Commissioner Clark Kent Ervin, director of the Homeland Security Program at The Aspen Institute, a non-partisan public policy institute, said that “thousands of years of human history show and common sense shows that human beings need two things in order to act properly, they need carrots and sticks.”

Still, Ervin said contractors receive award fees for good performance, and the commission knows “that process has been abused over the course of our time in Iraq and Afghanistan.”

Gansler, in response, called for creating “the incentive and the management oversight that assures that they’re focused on the things we want.”

The eight-member wartime-contracting commission was created by the fiscal year 2008 Defense Authorization Act and is chaired by former Connecticut Republican congressman Chris Shays and former Defense Contract Audit Agency Deputy Director Michael Thibault. It is charged with assessing the extent of waste, fraud, and abuse in contingency contracts in Iraq and Afghanistan.

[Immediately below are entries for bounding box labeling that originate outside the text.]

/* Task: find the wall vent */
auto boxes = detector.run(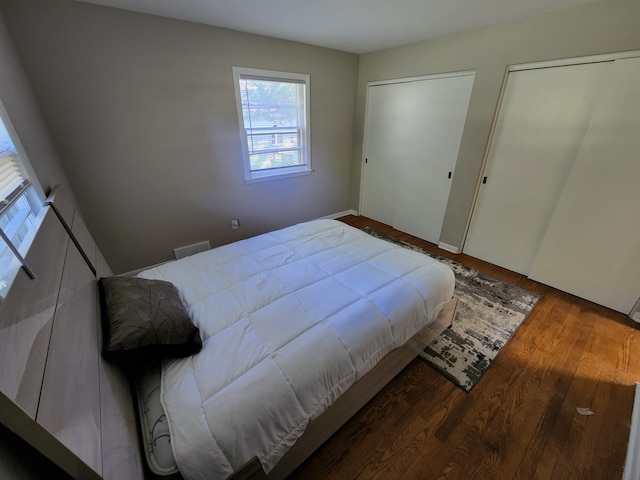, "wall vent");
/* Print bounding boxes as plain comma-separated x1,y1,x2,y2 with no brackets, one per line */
173,240,211,260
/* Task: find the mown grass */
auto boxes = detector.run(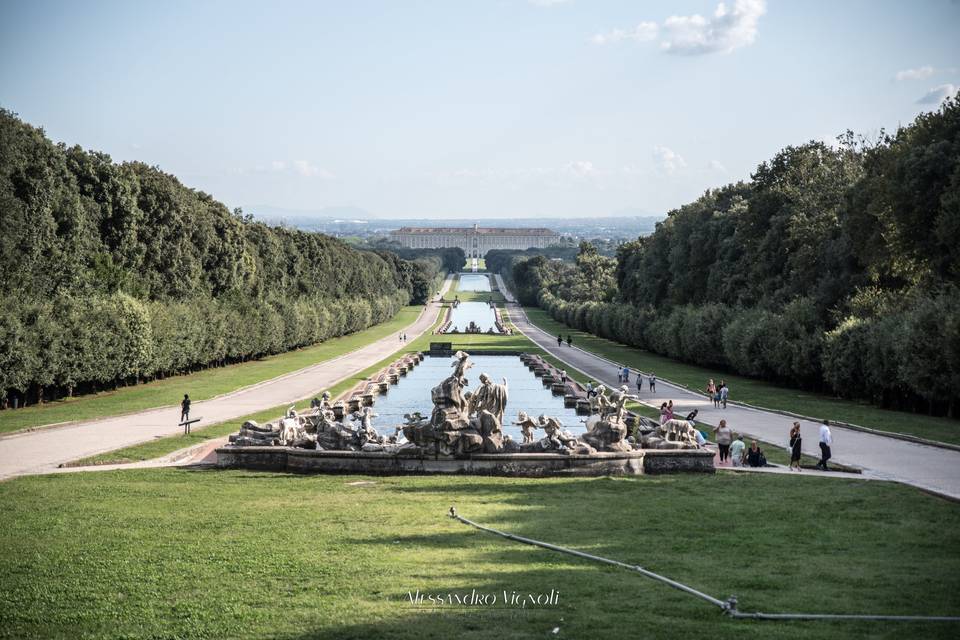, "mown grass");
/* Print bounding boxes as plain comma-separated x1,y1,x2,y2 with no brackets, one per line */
71,304,524,466
82,304,815,466
0,469,960,640
0,306,423,433
524,307,960,444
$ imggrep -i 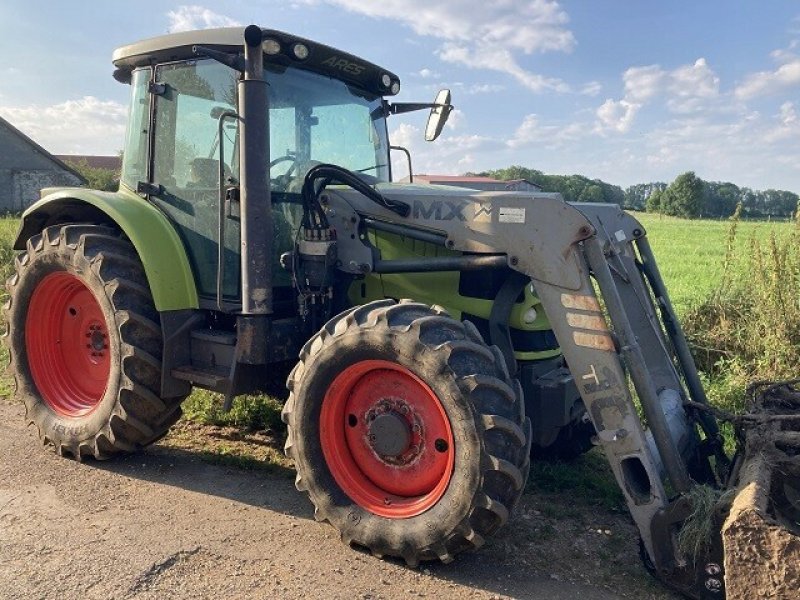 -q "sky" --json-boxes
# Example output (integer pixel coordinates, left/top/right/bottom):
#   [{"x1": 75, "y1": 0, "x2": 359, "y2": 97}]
[{"x1": 0, "y1": 0, "x2": 800, "y2": 193}]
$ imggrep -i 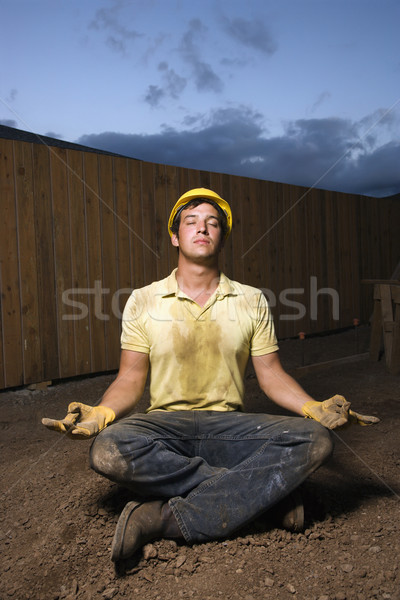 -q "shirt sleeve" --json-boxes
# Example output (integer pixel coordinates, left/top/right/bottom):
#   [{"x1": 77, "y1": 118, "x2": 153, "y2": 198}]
[
  {"x1": 250, "y1": 292, "x2": 279, "y2": 356},
  {"x1": 121, "y1": 292, "x2": 150, "y2": 354}
]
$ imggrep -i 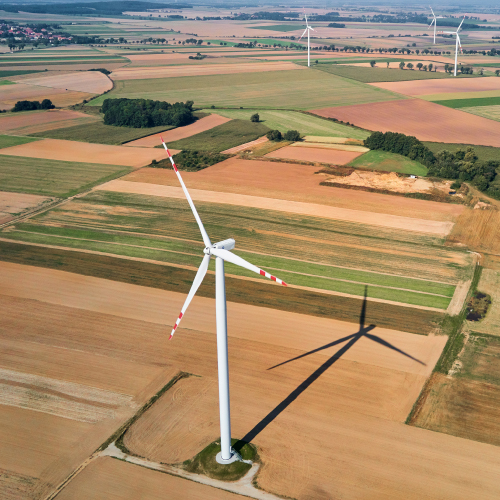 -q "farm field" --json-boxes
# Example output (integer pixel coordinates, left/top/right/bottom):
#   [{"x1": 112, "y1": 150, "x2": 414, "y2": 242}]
[
  {"x1": 123, "y1": 158, "x2": 464, "y2": 223},
  {"x1": 0, "y1": 109, "x2": 97, "y2": 135},
  {"x1": 0, "y1": 265, "x2": 500, "y2": 499},
  {"x1": 314, "y1": 98, "x2": 500, "y2": 147},
  {"x1": 0, "y1": 154, "x2": 130, "y2": 197},
  {"x1": 373, "y1": 76, "x2": 500, "y2": 97},
  {"x1": 89, "y1": 70, "x2": 401, "y2": 109},
  {"x1": 167, "y1": 120, "x2": 269, "y2": 152},
  {"x1": 203, "y1": 109, "x2": 369, "y2": 139},
  {"x1": 266, "y1": 146, "x2": 362, "y2": 165},
  {"x1": 127, "y1": 114, "x2": 230, "y2": 148},
  {"x1": 315, "y1": 64, "x2": 458, "y2": 83},
  {"x1": 111, "y1": 61, "x2": 304, "y2": 81},
  {"x1": 0, "y1": 139, "x2": 168, "y2": 167},
  {"x1": 348, "y1": 151, "x2": 427, "y2": 176},
  {"x1": 30, "y1": 121, "x2": 173, "y2": 147}
]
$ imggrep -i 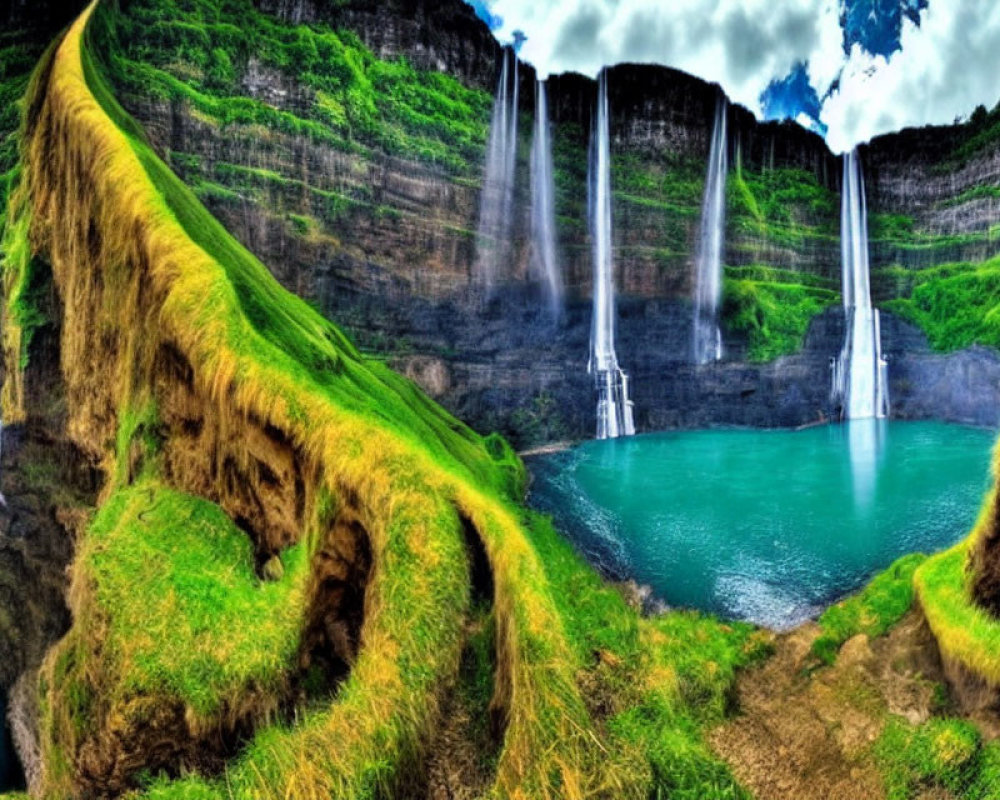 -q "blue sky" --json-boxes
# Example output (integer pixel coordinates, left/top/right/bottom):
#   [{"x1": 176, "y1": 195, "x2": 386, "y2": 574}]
[{"x1": 470, "y1": 0, "x2": 1000, "y2": 150}]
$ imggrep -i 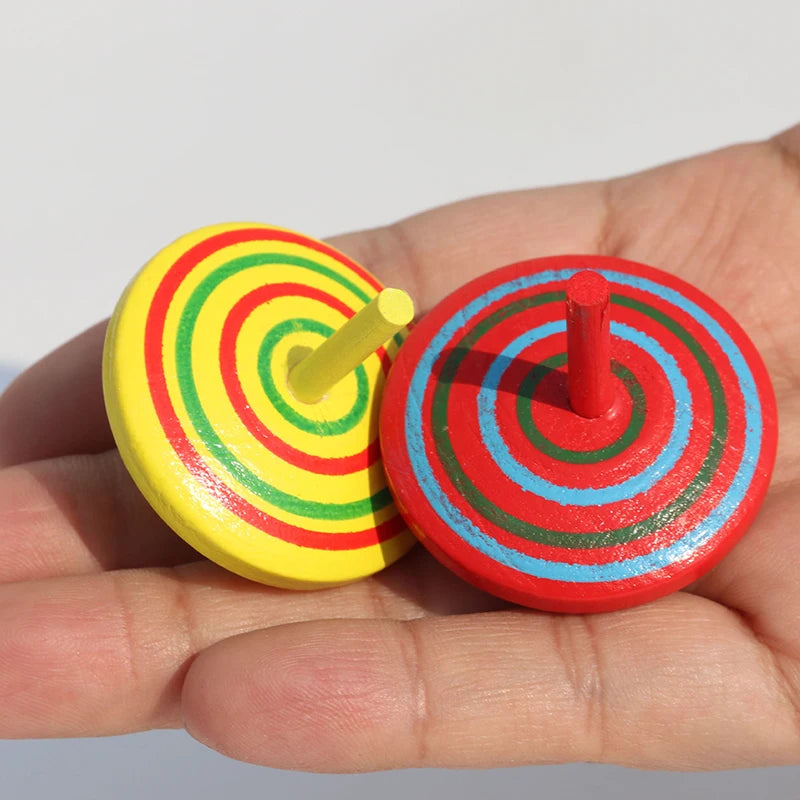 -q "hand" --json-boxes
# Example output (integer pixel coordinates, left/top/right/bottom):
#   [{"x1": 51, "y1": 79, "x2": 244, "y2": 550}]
[{"x1": 0, "y1": 123, "x2": 800, "y2": 771}]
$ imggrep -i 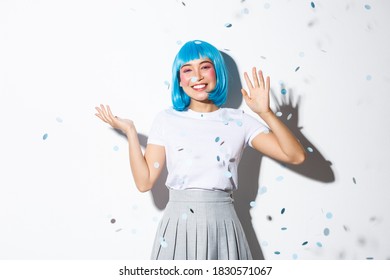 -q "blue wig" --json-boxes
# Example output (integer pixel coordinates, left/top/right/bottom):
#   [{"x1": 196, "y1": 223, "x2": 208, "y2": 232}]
[{"x1": 172, "y1": 40, "x2": 228, "y2": 111}]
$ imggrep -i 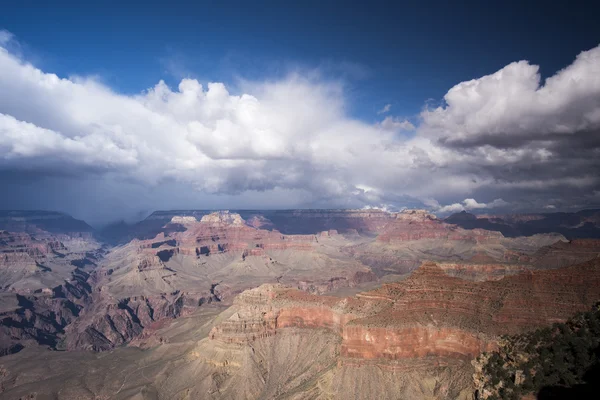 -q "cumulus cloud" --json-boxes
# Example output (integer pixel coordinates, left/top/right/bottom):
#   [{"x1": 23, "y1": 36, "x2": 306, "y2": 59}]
[
  {"x1": 0, "y1": 34, "x2": 600, "y2": 222},
  {"x1": 379, "y1": 117, "x2": 415, "y2": 131},
  {"x1": 377, "y1": 104, "x2": 392, "y2": 114},
  {"x1": 433, "y1": 199, "x2": 510, "y2": 214},
  {"x1": 0, "y1": 29, "x2": 13, "y2": 46}
]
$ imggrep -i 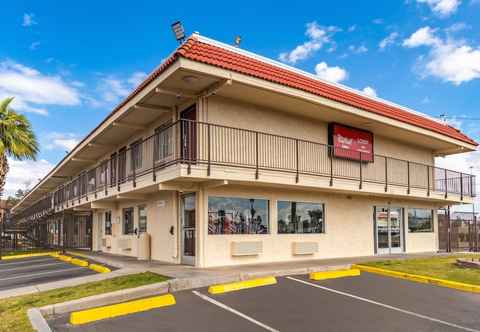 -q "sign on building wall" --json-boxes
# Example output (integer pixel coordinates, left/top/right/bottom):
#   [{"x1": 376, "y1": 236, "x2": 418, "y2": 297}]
[{"x1": 328, "y1": 123, "x2": 374, "y2": 162}]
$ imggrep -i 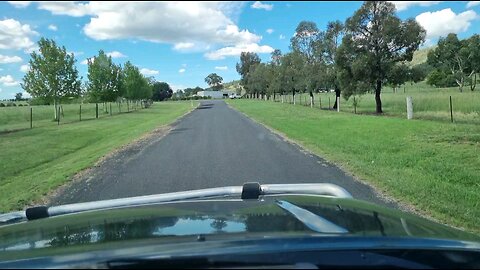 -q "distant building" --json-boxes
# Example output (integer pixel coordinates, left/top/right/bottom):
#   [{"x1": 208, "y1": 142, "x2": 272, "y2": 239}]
[{"x1": 196, "y1": 90, "x2": 235, "y2": 98}]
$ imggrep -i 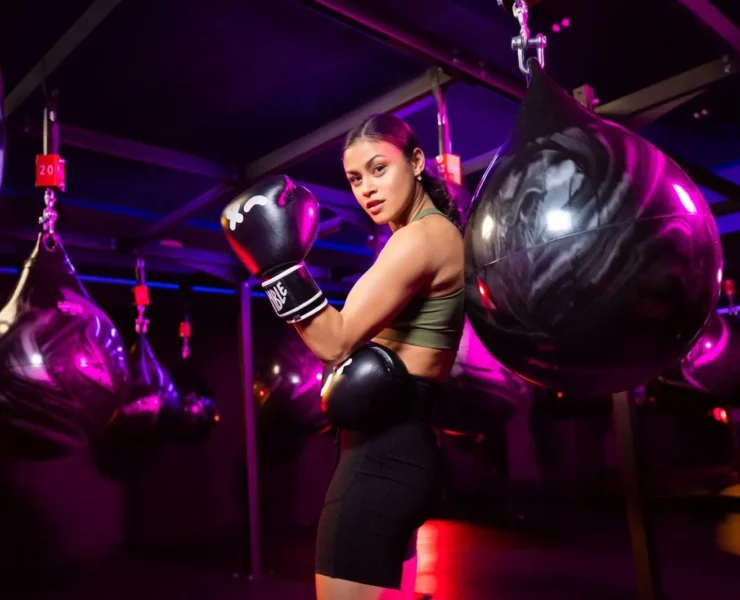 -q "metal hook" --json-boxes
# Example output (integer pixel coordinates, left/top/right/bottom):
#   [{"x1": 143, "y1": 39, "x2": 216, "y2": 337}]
[{"x1": 498, "y1": 0, "x2": 547, "y2": 83}]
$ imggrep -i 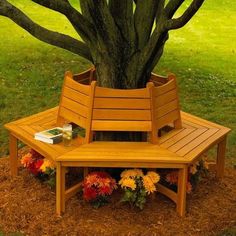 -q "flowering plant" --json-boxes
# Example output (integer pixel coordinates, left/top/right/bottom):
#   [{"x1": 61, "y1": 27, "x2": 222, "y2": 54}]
[
  {"x1": 21, "y1": 149, "x2": 56, "y2": 187},
  {"x1": 83, "y1": 171, "x2": 117, "y2": 208},
  {"x1": 165, "y1": 159, "x2": 208, "y2": 193},
  {"x1": 119, "y1": 169, "x2": 160, "y2": 209}
]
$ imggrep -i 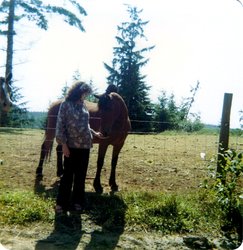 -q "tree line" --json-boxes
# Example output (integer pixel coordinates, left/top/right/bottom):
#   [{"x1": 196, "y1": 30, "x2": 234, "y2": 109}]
[{"x1": 0, "y1": 0, "x2": 239, "y2": 132}]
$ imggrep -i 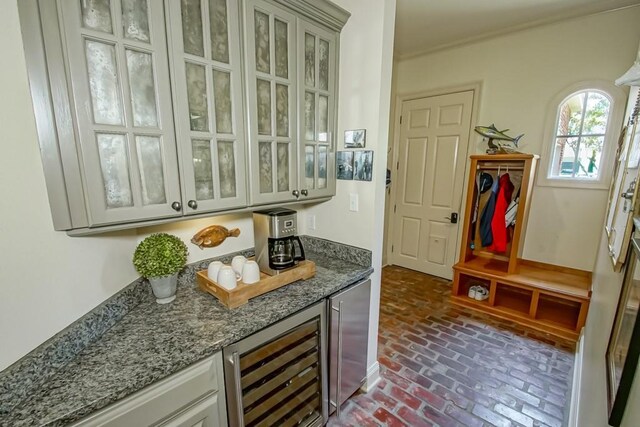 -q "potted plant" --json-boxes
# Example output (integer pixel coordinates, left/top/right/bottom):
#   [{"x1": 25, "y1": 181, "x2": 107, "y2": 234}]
[{"x1": 133, "y1": 233, "x2": 189, "y2": 304}]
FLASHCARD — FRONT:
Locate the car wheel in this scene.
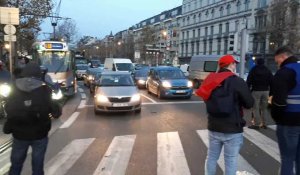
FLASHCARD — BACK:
[134,109,142,114]
[157,88,163,99]
[193,80,200,89]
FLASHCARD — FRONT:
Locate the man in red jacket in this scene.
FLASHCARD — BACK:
[196,55,254,175]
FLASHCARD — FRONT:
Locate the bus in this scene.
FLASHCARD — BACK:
[32,41,76,97]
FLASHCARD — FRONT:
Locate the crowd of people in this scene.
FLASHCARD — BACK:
[196,46,300,175]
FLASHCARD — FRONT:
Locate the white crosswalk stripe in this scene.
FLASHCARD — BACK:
[45,126,280,175]
[94,135,136,175]
[157,132,190,175]
[244,128,280,162]
[45,138,95,175]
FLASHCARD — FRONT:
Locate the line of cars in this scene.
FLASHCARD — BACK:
[77,59,193,114]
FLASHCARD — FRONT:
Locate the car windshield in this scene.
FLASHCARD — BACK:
[135,69,149,77]
[97,75,134,86]
[116,63,133,71]
[76,65,88,70]
[158,70,185,80]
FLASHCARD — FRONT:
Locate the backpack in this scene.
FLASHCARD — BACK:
[5,86,51,124]
[205,80,236,117]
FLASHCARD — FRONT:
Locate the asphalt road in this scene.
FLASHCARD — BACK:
[4,82,279,175]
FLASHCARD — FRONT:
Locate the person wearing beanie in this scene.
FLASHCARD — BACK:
[3,63,52,175]
[196,55,254,175]
[247,58,273,129]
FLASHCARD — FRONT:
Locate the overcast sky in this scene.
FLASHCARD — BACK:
[41,0,182,38]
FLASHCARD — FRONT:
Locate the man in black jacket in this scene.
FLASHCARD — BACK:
[4,63,53,175]
[196,55,254,175]
[271,46,300,175]
[247,58,273,129]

Current Under Secretary of Defense for Acquisition, Technology, and Logistics Ashton Carter told the commission last month he also disagreed with the recommendation in the draft report to increase use of suspensions and debarments (Defense Daily, March 29).

Carter further said last week, in comments about all companies the Pentagon buys goods and services from, that the Pentagon is working to “incentivize better performance in industry.”

Those efforts include a nascent Superior Supplier Incentive Program intended to encourage cost reduction and innovation by industry (Defense Daily, April 21). Carter said the idea of providing incentive for defense contractors is “very important” as the Pentagon tries to reduce costs with contracts.

“It’s not about profit for those performing the work,” Carter said last week. “That’s not only wrong, it’s sort of backward. We use profit as an incentive to cut cost.”